Now if you don’t have a Majiro game you can get this sample archive (I’ve removed most of the files so it differs from the dumps above).

Open Lexplore, load your script and this archive there and you’ll see…

Oh. A warning. Lightpath tells us that although our model has successfully processed the data it didn’t consume the entire input – offset 0010h means that it has stopped after 16^th byte. That is exactly after MajiroArcV1.000 + zero byte.

We expect this and can press OK to continue loading. However, what if we don’t? This will have an effect of modelling error and will present us with a view we’ve already seen in the previous chapter (a hex dump) or just stop the process and remain on the start screen, as in this case.

So we’ve pressed OK and see this:

Naturally, one leaf and that’s all. Not really exciting. Let’s read the rest of the header up until File Table:

MjArc.lp (downloaded 0 times)

lp"magic" % MajiroArcV1.000 \0
"fileCount" % ANY ANY ANY ANY
"nameOffset" % ANY ANY ANY ANY
"dataOffset" % ANY ANY ANY ANY

As mentioned in the pattern intro ANY matches any single byte except for EOF (which technically isn’t a «byte» anyway).
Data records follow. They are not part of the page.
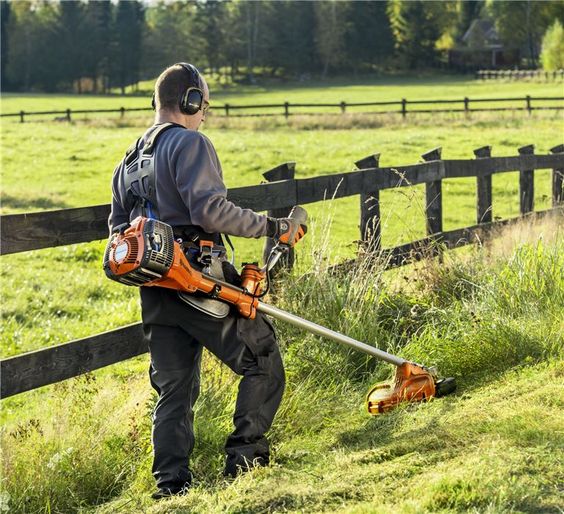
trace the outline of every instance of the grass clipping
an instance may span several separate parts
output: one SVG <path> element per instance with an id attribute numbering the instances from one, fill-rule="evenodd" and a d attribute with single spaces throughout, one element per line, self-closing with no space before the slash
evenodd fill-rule
<path id="1" fill-rule="evenodd" d="M 221 478 L 237 380 L 207 356 L 196 485 L 152 503 L 155 397 L 144 372 L 118 365 L 4 401 L 0 511 L 558 512 L 561 219 L 390 272 L 375 258 L 335 275 L 322 251 L 312 259 L 269 301 L 436 365 L 459 392 L 371 418 L 363 395 L 390 367 L 278 323 L 288 386 L 271 467 Z"/>

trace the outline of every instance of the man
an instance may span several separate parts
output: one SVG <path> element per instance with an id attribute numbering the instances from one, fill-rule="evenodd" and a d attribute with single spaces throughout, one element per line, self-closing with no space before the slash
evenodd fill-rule
<path id="1" fill-rule="evenodd" d="M 280 239 L 296 230 L 294 220 L 267 218 L 227 200 L 215 149 L 198 132 L 209 107 L 209 90 L 194 66 L 167 68 L 157 79 L 153 107 L 154 126 L 114 171 L 110 231 L 138 215 L 157 217 L 194 250 L 198 240 L 220 243 L 222 233 Z M 159 395 L 153 415 L 153 475 L 158 487 L 153 498 L 183 494 L 192 481 L 188 459 L 194 447 L 193 406 L 203 346 L 242 376 L 235 429 L 225 445 L 224 475 L 268 464 L 264 434 L 284 390 L 282 359 L 270 321 L 260 313 L 254 320 L 242 318 L 235 309 L 218 314 L 213 305 L 208 309 L 214 300 L 198 303 L 185 295 L 183 301 L 170 289 L 140 291 L 150 380 Z"/>

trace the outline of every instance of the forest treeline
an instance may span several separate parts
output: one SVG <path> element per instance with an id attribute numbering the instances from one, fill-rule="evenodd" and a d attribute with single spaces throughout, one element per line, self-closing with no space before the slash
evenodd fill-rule
<path id="1" fill-rule="evenodd" d="M 535 65 L 564 2 L 3 0 L 2 90 L 123 90 L 178 61 L 248 82 L 432 68 L 478 18 Z"/>

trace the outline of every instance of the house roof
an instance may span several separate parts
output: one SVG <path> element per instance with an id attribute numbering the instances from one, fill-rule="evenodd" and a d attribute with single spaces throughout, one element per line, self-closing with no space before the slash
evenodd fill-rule
<path id="1" fill-rule="evenodd" d="M 471 40 L 482 40 L 484 46 L 496 46 L 501 44 L 493 21 L 488 19 L 475 19 L 462 36 L 462 42 L 468 44 Z"/>

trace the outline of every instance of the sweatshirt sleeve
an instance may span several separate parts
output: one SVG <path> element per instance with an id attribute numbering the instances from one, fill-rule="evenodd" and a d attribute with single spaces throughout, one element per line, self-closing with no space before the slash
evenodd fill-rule
<path id="1" fill-rule="evenodd" d="M 192 132 L 183 143 L 176 160 L 175 180 L 192 223 L 210 233 L 265 236 L 266 216 L 242 209 L 227 199 L 221 164 L 209 139 Z"/>

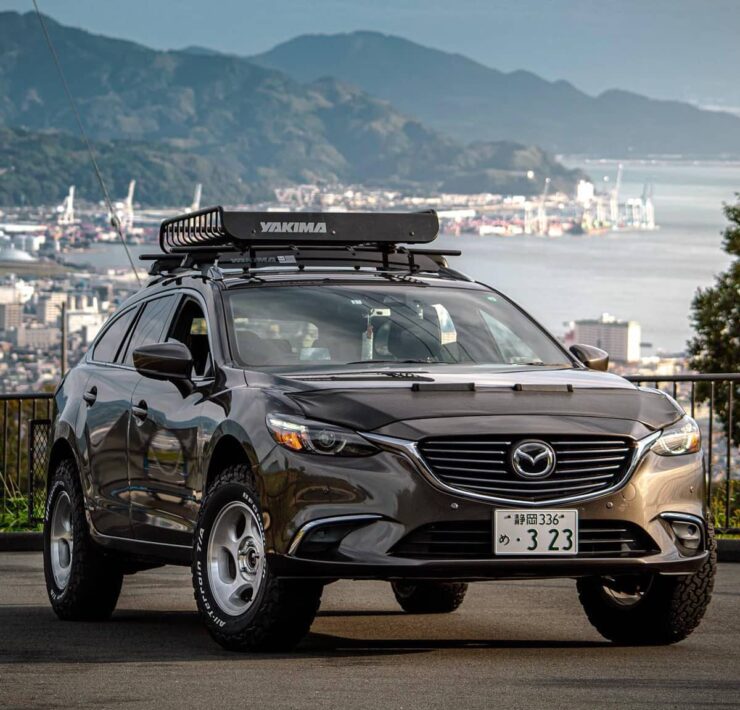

Surprisingly, this won’t work. We will read magic just like above but there won’t be anything else. As I have subtly introduced context prefix symbols last time (those 1, ?, ^ and others) I haven’t mentioned one important thing:

In Lightpath, context operates in two models: one-shot and loop. One-shot context, when entered, tries to match any of its children against the input and reports error upon failure. Looping contexts try to match their children infinitely – unless they have matched an END-context.

This switch occurs automatically. By default all contexts are one-shot unless they have an END-context or they have any of ordered or once-contexts (indicated with numeric or dot prefix – see last chapter).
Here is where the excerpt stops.